Begoña González, abogada, mediadora familiar y formadora de UNAF, afirma que la figura del pediatra de Atención Primaria es muy importante en los casos de divorcio complicado.

¿Qué situaciones se encuentran los pediatras?

En sus consultas se producen dos situaciones muy frecuentes: los desacuerdos de los progenitores sobre la salud de sus hijos y la solicitud de informes médicos con fines judiciales. Esas situaciones son resueltas por estos profesionales sin dificultades, siempre utilizando sus conocimientos clínicos y a su capacidad de comunicación.

¿Qué ocurre si el pediatra no sabe qué posición adoptar?

En esos pocos casos en los que el pediatra ignore qué decisión debe adoptar, es útil que disponga de algunas nociones jurídicas básicas y que conozca que un buen recurso para conseguir y solventar las diferencias que mantienen esas parejas divorciados es el de la mediación familiar.

¿Cómo pueden ayudar los servicios de pediatría en estos casos?

Los padres y madres divorciados suelen necesitar orientación en esa etapa vital en la que se encuentran, afectados por sentimientos de dolor, incertidumbre o temor que provoca la ruptura. Apoyarles contribuye a ayudar a hijos e hijas a adaptarse al divorcio.

Es conveniente explicarles, por ejemplo, que posibles alteraciones en el sueño o en la alimentación, la disminución en el rendimiento escolar, enfados, agresividad… son fruto de la adaptación a la nueva situación y son normales durante las semanas o meses siguientes a la separación.

En los casos de divorcios difíciles, el/la pediatra puede informar de los servicios de mediación familiar públicos y privados existentes en prácticamente todo el territorio nacional.

“La mediación familiar parte de la idea de que el divorcio no ha de suponer para los hijos/as la pérdida de alguno de sus progenitores y de que el ejercicio conjunto de la responsabilidad parental es un factor de estabilización emocional de primera magnitud para los y las menores”, afirma la mediadora de UNAF.

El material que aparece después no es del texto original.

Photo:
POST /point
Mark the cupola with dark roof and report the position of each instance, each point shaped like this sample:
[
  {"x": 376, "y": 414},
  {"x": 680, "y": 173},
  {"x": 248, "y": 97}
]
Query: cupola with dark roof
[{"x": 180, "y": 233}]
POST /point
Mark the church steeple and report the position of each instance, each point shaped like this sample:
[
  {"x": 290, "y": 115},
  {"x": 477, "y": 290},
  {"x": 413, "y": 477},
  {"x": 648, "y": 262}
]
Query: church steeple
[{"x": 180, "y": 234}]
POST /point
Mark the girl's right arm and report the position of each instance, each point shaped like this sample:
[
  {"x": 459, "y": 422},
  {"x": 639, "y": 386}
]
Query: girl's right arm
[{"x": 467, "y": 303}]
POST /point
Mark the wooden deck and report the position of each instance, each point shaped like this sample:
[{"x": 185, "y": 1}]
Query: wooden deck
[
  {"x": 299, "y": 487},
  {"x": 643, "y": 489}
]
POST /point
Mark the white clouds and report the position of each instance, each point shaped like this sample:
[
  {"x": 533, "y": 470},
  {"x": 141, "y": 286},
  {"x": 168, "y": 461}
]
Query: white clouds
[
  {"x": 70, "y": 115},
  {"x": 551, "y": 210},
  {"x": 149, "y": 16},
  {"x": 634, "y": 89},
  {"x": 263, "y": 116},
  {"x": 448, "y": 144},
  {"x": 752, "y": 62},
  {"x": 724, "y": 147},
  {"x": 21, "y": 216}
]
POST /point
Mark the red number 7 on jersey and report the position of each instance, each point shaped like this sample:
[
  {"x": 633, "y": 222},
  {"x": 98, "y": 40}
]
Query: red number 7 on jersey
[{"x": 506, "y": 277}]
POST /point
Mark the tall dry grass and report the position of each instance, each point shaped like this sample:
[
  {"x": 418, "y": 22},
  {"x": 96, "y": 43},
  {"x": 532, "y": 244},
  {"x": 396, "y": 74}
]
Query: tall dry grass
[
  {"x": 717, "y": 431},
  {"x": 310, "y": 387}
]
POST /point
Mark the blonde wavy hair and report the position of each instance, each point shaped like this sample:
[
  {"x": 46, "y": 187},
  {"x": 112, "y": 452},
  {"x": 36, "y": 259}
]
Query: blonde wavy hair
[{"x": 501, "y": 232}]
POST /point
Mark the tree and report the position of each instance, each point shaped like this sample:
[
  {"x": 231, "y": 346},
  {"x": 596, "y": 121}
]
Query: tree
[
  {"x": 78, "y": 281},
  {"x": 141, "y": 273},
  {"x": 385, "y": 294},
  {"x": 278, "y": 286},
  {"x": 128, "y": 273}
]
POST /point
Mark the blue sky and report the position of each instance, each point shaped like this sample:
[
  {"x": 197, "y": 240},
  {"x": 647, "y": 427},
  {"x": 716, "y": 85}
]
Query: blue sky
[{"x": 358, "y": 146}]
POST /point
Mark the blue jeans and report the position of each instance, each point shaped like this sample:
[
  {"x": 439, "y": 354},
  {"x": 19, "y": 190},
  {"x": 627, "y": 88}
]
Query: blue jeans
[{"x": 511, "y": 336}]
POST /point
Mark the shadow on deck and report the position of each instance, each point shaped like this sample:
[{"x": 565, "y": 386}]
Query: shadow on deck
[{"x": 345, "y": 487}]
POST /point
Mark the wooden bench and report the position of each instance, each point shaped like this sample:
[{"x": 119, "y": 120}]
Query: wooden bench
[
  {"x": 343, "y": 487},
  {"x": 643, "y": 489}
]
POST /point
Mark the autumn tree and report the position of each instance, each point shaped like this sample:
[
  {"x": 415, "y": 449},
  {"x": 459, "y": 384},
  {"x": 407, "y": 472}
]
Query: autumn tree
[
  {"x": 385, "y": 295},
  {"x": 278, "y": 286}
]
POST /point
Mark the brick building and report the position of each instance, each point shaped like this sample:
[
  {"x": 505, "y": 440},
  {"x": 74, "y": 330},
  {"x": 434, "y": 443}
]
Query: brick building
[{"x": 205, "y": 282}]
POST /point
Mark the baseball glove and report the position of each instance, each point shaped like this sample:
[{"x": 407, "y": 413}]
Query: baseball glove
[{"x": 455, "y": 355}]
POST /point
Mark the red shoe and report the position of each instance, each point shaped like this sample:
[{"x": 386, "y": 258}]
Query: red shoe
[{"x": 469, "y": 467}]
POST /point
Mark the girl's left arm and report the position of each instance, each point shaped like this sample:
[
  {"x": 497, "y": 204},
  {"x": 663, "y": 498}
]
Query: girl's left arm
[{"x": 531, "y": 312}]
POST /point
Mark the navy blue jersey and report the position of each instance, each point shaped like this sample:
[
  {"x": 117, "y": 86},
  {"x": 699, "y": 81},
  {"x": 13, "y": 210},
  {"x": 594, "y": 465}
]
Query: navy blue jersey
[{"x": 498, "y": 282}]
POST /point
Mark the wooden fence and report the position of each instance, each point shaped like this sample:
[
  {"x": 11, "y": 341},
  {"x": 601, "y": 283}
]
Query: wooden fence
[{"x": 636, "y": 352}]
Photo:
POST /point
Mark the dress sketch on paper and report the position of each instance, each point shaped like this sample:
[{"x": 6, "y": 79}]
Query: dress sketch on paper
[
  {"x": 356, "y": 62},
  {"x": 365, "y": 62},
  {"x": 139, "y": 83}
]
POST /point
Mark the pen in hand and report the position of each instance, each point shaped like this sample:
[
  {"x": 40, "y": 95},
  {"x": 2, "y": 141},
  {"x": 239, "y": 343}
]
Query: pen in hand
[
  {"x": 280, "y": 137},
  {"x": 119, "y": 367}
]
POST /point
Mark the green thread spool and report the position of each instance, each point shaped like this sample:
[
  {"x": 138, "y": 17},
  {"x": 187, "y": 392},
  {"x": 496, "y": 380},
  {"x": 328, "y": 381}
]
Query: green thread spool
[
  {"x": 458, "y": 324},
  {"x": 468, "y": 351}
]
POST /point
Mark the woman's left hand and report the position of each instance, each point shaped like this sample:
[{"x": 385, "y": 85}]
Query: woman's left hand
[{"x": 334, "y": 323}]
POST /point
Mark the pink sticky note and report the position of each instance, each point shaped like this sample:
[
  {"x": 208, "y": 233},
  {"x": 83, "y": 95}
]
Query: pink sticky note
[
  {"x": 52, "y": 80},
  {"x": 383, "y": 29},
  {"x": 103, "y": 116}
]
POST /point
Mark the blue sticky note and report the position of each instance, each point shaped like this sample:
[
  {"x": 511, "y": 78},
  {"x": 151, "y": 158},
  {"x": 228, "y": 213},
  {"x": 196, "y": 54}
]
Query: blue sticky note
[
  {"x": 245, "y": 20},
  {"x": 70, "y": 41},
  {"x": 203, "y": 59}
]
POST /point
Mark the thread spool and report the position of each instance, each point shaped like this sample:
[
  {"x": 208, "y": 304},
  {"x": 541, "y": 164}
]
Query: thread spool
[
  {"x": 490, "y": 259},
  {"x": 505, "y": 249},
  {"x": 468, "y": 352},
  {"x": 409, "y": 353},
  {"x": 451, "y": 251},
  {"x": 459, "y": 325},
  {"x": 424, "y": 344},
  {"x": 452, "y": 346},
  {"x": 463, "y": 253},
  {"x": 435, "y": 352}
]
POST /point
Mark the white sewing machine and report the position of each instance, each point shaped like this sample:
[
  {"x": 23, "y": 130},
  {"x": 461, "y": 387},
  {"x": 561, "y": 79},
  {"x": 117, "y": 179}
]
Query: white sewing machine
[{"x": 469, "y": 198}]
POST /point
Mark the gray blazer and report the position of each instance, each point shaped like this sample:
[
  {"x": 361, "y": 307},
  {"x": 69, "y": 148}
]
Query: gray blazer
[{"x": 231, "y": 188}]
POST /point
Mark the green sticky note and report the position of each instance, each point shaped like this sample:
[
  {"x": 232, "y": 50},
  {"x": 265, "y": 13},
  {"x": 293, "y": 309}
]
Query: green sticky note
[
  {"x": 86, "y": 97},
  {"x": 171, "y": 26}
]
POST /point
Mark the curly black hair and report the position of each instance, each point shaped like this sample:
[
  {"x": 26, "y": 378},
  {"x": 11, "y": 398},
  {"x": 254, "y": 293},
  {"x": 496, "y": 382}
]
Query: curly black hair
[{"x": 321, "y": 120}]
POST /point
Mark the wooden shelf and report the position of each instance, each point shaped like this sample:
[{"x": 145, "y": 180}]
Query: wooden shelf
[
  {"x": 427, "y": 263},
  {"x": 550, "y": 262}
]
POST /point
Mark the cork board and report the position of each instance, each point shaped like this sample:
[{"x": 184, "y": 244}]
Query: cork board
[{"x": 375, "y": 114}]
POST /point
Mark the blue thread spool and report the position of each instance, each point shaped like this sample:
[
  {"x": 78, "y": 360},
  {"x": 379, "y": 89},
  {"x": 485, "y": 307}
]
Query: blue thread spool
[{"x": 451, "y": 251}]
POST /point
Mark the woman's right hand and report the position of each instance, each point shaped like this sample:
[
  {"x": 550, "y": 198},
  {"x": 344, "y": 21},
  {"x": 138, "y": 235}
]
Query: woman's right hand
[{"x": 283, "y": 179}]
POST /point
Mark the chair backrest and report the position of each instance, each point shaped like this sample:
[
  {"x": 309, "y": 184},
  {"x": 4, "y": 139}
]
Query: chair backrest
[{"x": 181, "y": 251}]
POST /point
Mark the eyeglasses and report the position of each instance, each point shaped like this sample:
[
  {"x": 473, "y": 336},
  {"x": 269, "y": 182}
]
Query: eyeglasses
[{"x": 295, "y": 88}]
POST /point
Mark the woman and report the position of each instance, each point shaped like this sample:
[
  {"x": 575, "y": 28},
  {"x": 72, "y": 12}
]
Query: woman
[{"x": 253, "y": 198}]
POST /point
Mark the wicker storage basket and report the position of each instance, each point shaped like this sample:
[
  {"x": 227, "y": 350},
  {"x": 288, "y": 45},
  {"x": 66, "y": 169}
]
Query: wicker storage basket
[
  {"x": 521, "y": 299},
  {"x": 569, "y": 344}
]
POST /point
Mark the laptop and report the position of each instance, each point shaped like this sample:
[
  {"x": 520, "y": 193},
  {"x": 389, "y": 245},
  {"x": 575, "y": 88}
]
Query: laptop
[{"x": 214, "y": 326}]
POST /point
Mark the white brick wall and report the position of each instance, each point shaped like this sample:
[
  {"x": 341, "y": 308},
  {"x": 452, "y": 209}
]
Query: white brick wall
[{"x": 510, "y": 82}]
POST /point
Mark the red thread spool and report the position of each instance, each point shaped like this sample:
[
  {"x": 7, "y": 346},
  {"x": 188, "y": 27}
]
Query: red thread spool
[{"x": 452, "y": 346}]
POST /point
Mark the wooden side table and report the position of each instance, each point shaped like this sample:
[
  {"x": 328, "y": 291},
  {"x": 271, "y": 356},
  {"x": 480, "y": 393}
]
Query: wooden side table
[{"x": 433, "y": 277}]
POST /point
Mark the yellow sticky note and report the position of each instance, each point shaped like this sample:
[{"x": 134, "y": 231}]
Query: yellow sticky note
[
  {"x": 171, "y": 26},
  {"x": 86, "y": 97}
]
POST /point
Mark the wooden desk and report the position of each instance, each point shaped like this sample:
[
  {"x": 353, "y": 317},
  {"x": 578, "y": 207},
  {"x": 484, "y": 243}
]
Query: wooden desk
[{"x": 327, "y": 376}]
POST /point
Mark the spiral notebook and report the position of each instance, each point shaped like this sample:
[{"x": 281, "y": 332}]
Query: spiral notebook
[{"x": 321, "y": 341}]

La Unión de Asociaciones Familiares, organización experta en mediación familiar, es una de las organizaciones que ofrecen este servicio. En él, los progenitores, con la asistencia de un/a profesional imparcial que no tiene poder de decisión pero sí capacidad para impulsar la comunicación y negociación, tratan con detalle todos aquellos aspectos afectados por la ruptura para alcanzar acuerdos que satisfagan los intereses de los menores y de ellos mismos.

Esta intervención ayuda a llegar a acuerdos entre las partes, pero el beneficio es aún mayor para los y las menores. Estos perciben que sus progenitores siguen actuando como padres y madres y que los mantienen al margen de sus diferencias.